MySQL - How to find word with the most similar beginning
Asked Answered
L

4

5

How to find varchar-word that has the most similar beginning of the specified word in MySQL database?

For example:

+-------------------+
|    word_column    | 
+-------------------+
| StackOferflow     |
| StackExchange     |
| MetaStackExchange |
|       ....        |
+-------------------+

query: call get_with_similar_begin('StackExch_bla_bla_bla');
output: 'StackExchange'

query: call get_with_similar_begin('StackO_bla_bla_bla');
output: 'StackOferflow'


UPDATE :

Select * from words where word_column like 'StackExch_bla_bla_bla' will not give the correct result, because 'StackExchange' does not match this filter.

Additional info: I has BTREE-index on word_column and I would like to use it whenever possible

Lorenalorene answered 22/10, 2017 at 9:55 Comment(1)
like and regexp are not suitable because I want to get a word that begins the same way as the input word.Lorenalorene
H
2

In SQL Server we can use CTE like below query to achieve what you want:

declare @search nvarchar(255) = 'StackExch_bla_bla_bla';

-- A cte that contains `StackExch_bla_bla_bla` sub-strings: {`StackExch_bla_bla_bla`, `StackExch_bla_bla_bl`, ...,  `S`}
with cte(part, lvl) as (  
    select @search, 1
    union all 
    select substring(@search, 1, len(@search) - lvl), lvl + 1
    from cte
    where lvl < len(@search)
), t as (   -- Now below cte will find match level of each word_column
    select t.word_column, min(cte.lvl) matchLvl
    from yourTable t
    left join cte
      on t.word_column like cte.part+'%'
    group by t.word_column
)
select top(1) word_column
from t
where matchLvl is not null   -- remove non-matched rows
order by matchLvl;

SQL Server Fiddle Demo

I need more time to find a way in MySQL for it, Hope some MySQL experts answer faster ;).

My best try in MySQL is this:

select tt.word_column
from (
  select t.word_column, min(lvl) matchLvl
  from yourTable t
  join (
    select 'StackExch_bla_bla_bla' part, 1 lvl
    union all select 'StackExch_bla_bla_bl', 2
    union all select 'StackExch_bla_bla_b', 3
    union all select 'StackExch_bla_bla_', 4
    union all select 'StackExch_bla_bla', 5
    union all select 'StackExch_bla_bl', 6
    union all select 'StackExch_bla_b', 7
    union all select 'StackExch_bla_', 8
    union all select 'StackExch_bla', 9
    union all select 'StackExch_bl', 10
    union all select 'StackExch_b', 11
    union all select 'StackExch_', 12
    union all select 'StackExch', 13
    union all select 'StackExc', 14
    union all select 'StackEx', 15
    union all select 'StackE', 16
    union all select 'Stack', 17
    union all select 'Stac', 18
    union all select 'Sta', 19
    union all select 'St', 20
    union all select 'S', 21
  ) p on t.word_column like concat(p.part, '%')
  group by t.word_column
  ) tt
order by matchLvl
limit 1;

I think by creating a stored procedure and using a temp table to store values in p sub-select you can achieve what you want -HTH ;).

MySQL Fiddle Demo

Haber answered 22/10, 2017 at 10:33 Comment(2)
Its a worked solution but its not good.
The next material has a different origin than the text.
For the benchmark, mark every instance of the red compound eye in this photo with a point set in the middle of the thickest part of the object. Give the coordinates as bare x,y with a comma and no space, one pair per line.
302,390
Because my column has btree-index and I think database can use it index only one time (without creating a large number of word-beginnings).Lorenalorene
I know this is not so good, I just add it to make my algorithm more clear, Hope someone give you a good answer ;).Haber
K
2

This is a slight variation on @shA.t's answer. The aggregation is not necessary:

select t.*, p.lvl
from yourTable t join
     (select 'StackExch_bla_bla_bla' as part, 1 as lvl union all
      select 'StackExch_bla_bla_bl', 2 union all
      select 'StackExch_bla_bla_b', 3 union all
      select 'StackExch_bla_bla_', 4 union all
      select 'StackExch_bla_bla', 5 union all
      select 'StackExch_bla_bl', 6 union all
      select 'StackExch_bla_b', 7 union all
      select 'StackExch_bla_', 8 union all
      select 'StackExch_bla', 9 union all
      select 'StackExch_bl', 10 union all
      select 'StackExch_b', 11 union all
      select 'StackExch_', 12 union all
      select 'StackExch', 13 union all
      select 'StackExc', 14 union all
      select 'StackEx', 15 union all
      select 'StackE', 16 union all
      select 'Stack', 17 union all
      select 'Stac', 18 union all
      select 'Sta', 19 union all
      select 'St', 20 union all
      select 'S', 21
     ) p
     on t.word_column like concat(p.part, '%')
order by matchLvl
limit 1;

A faster way is to use case:

select t.*,
       (case when t.word_column like concat('StackExch_bla_bla_bla', '%') then 'StackExch_bla_bla_bla'
             when t.word_column like concat('StackExch_bla_bla_bl', '%') then 'StackExch_bla_bla_bl'
             when t.word_column like concat('StackExch_bla_bla_b', '%') then 'StackExch_bla_bla_b'
             . . .
             when t.word_column like concat('S', '%') then 'S'
             else ''
        end) as longest_match
from t
order by length(longest_match) desc
limit 1;

Neither of these will make effective use of the index.

If you want a version that uses the index, then do the looping at the application layer, and repeated run the query as:

select t.*
from t
where t.word_column like 'StackExch_bla_bla_bla%'
limit 1;

Then stop when you hit the first match. MySQL should be using the index for the like comparison.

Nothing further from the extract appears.